We can illustrate this concretely because contemporary physicists actually believe that space is atomic in nature, or quantized, as they like to say. (From the Latin term quantum, meaning amount.)

Thus, the “Planck length,” named after the German physicist Max Planck, is supposed to be the smallest quantum of length permitted by nature, so far as physicists know.

The underlying physics does not matter here (it has nothing to do with a tortoise), but the Planck length is about 1.6 × 10-35 m, which is a miniscule distance indeed. Roughly speaking, it stands to an atom as an atom stands to the sun!

Let’s work with this number and see what happens.

Consider our table from before, where some relevant lines have been added. Notice that once Achilles reaches point 117, his distance to the doorway has become shorter than the Planck length.

Point     Meters to doorway
1     1
2     1/2
3     1/4
.
.
.     .
.
.
116     2.4 × 10^-35
117     1.2 × 10^-35
.
.
.     .
.
.

But if the physicists are right, this distance is too short to be of spatial significance.
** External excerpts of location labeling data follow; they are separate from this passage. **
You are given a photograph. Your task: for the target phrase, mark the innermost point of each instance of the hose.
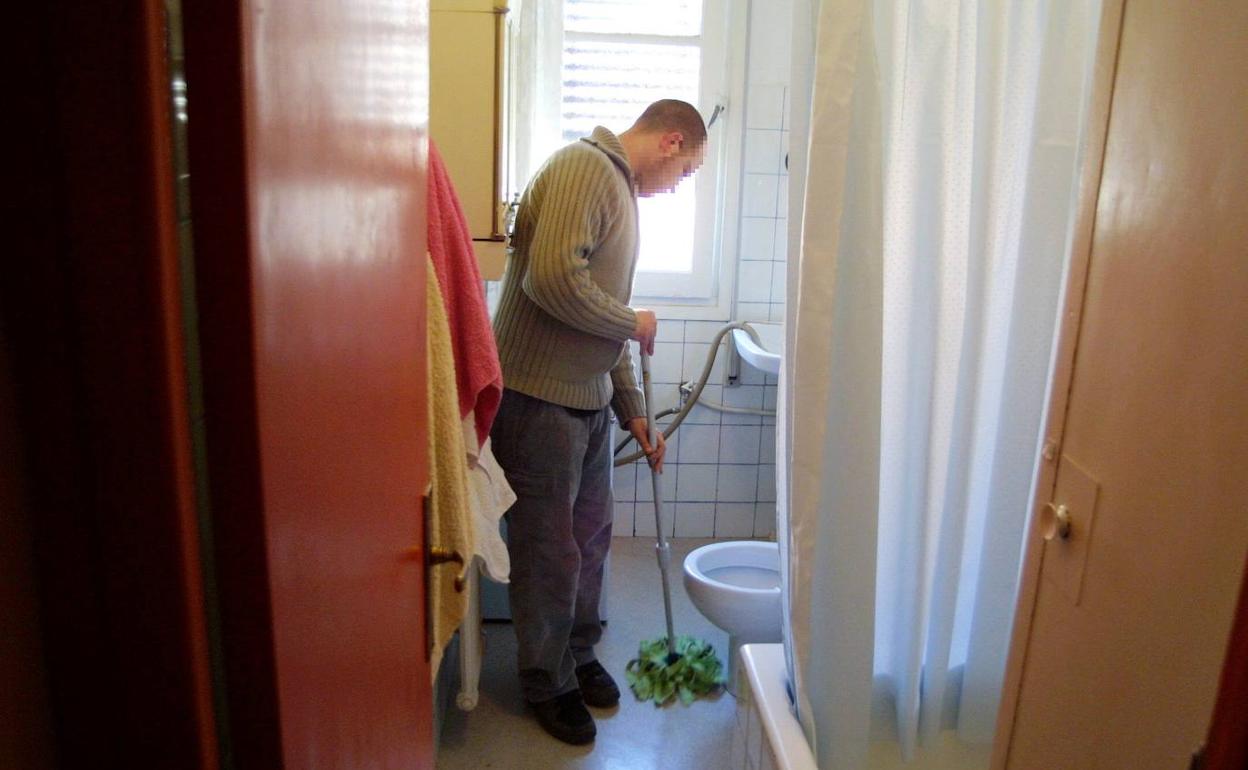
(682, 412)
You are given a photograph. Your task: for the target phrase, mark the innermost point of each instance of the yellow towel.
(449, 523)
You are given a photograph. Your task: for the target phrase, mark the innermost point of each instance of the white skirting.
(766, 735)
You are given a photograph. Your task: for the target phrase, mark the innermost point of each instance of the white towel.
(489, 496)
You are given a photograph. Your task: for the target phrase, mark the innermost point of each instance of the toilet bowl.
(735, 584)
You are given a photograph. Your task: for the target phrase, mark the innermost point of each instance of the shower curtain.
(936, 189)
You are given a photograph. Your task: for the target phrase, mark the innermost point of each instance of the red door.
(307, 139)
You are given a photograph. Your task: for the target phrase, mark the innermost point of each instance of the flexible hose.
(697, 392)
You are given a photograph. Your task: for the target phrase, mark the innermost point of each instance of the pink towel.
(478, 373)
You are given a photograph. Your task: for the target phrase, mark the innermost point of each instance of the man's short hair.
(674, 115)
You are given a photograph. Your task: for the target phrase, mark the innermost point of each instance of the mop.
(669, 667)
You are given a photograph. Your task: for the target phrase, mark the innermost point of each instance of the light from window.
(619, 56)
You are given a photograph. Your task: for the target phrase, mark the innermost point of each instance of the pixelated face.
(667, 171)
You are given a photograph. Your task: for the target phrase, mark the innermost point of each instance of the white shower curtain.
(931, 240)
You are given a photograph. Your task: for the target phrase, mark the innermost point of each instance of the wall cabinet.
(466, 115)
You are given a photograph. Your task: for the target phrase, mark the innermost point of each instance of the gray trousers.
(558, 461)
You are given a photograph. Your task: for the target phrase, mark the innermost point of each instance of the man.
(563, 328)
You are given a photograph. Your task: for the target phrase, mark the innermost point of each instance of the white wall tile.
(645, 489)
(750, 375)
(739, 444)
(643, 519)
(770, 40)
(759, 197)
(734, 519)
(702, 414)
(749, 396)
(761, 151)
(780, 245)
(665, 363)
(779, 272)
(764, 519)
(751, 311)
(736, 484)
(766, 489)
(622, 521)
(702, 331)
(670, 330)
(699, 444)
(624, 482)
(695, 519)
(764, 107)
(695, 360)
(758, 238)
(755, 282)
(697, 483)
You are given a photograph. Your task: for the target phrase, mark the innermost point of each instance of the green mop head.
(692, 673)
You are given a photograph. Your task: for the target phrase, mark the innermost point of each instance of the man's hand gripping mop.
(669, 667)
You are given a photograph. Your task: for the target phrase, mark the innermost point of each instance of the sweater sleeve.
(627, 399)
(578, 199)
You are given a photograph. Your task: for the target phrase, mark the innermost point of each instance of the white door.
(1122, 628)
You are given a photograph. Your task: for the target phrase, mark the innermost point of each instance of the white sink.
(766, 357)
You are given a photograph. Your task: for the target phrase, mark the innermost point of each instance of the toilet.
(735, 584)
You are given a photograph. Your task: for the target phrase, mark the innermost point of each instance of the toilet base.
(734, 665)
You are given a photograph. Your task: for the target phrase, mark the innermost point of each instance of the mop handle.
(662, 550)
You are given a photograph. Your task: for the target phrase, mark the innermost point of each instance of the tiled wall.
(720, 473)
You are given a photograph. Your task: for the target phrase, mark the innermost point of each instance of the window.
(619, 56)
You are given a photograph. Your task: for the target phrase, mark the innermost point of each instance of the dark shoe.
(597, 685)
(567, 718)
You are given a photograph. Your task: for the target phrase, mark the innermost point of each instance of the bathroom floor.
(502, 733)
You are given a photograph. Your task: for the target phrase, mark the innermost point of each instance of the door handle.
(1055, 522)
(442, 555)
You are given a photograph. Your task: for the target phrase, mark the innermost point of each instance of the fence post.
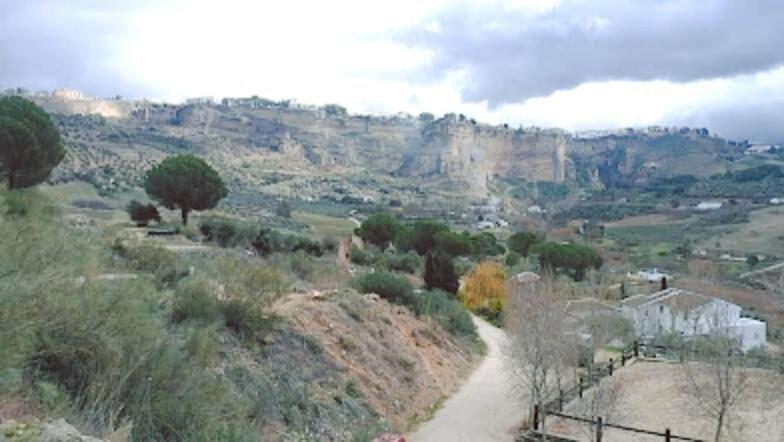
(536, 417)
(599, 429)
(560, 400)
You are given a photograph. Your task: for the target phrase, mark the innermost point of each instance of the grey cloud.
(510, 56)
(48, 44)
(757, 123)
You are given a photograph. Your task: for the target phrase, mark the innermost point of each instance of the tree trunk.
(719, 425)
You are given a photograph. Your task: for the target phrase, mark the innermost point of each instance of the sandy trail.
(485, 408)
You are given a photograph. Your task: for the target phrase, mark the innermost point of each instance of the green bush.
(228, 233)
(161, 263)
(441, 306)
(142, 214)
(193, 299)
(447, 310)
(358, 256)
(512, 259)
(408, 262)
(390, 287)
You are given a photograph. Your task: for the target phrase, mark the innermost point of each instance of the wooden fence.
(555, 405)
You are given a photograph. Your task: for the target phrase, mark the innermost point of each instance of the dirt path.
(484, 409)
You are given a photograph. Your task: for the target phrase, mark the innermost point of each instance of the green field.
(323, 225)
This means that we cannot regard point 117 and the doorway as being two separate locations. Given the atomic nature of space, these locations must be regarded as being one and the same.

So the last point that Zeno can really lay down is point 116. And once Achilles reaches it, his next motion takes him to the doorway because there is no other location “in between” for him to occupy.

This sounds incredible, but if space is quantized, that is how it is.

Now, on the solution being considered, space must be quantized in this way because, as explained previously, Zeno’s sequence must contain a last point if Achilles is to “escape” to the doorway, and quantizing space seems to be the only way to ensure this. So even if the physicists had not yet discovered it, Zeno’s paradox already reveals the atomic nature of space.

Likewise, no pie can be infinitely sliced in the manner shown before because, beyond a certain point, the slices will be too thin to be spatially distinguishable and no further “slicing” can meaningfully occur.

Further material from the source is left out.